The fact is that, concerning evidentiary hurdles and standards of proof, there is a bona fide mass of evidence that supports evolution by something like natural selection, and literally no evidence that undermines it.

Unanswered questions don't disprove a damn thing. Quantum mechanics and general relativity are both doing fine despite the fact that we have no idea how they fit together.

It occurs to me that I haven't even mentioned the argument that teaching ID in public schools would violate the establishment clause. I guess that's mostly because it bothers me considerably more that the president wants kids to learn something so egregiously unscientific than it does that teaching it to them would be unconstitutional (which it would be).

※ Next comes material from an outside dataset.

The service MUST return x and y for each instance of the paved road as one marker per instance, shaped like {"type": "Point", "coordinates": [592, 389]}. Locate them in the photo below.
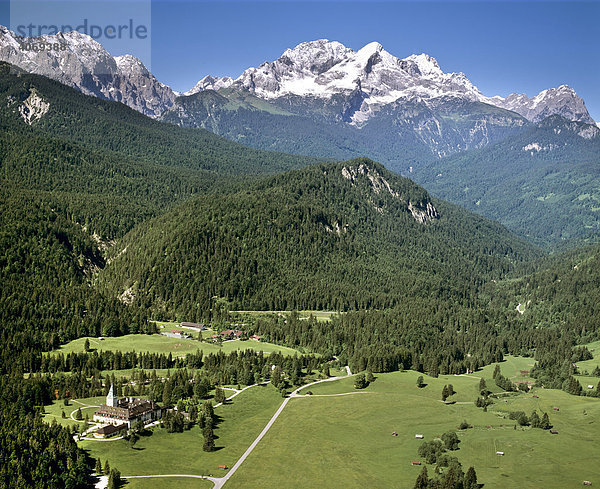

Obviously this discussion has been going on in some form or another since Darwin's time, but with the occasional exception (i.e. the Scopes trial), it's always on the fringe. By throwing his hat in the ring, Mr. Bush has pulled this subject right into the political mainstream. If it were at all possible to use this opportunity to kill the subject once and for all, I'd welcome the president's intervention. However, I don't see that happening. As such, I can't help but express my deepest disappointment that in addition to making it impossible for chlidren to achieve the already depressingly low educational goals we've set for them, the president now wants to eliminate those goals altogether by claiming that the high watermark of human inquiry was, in fact, created by the Noachian flood.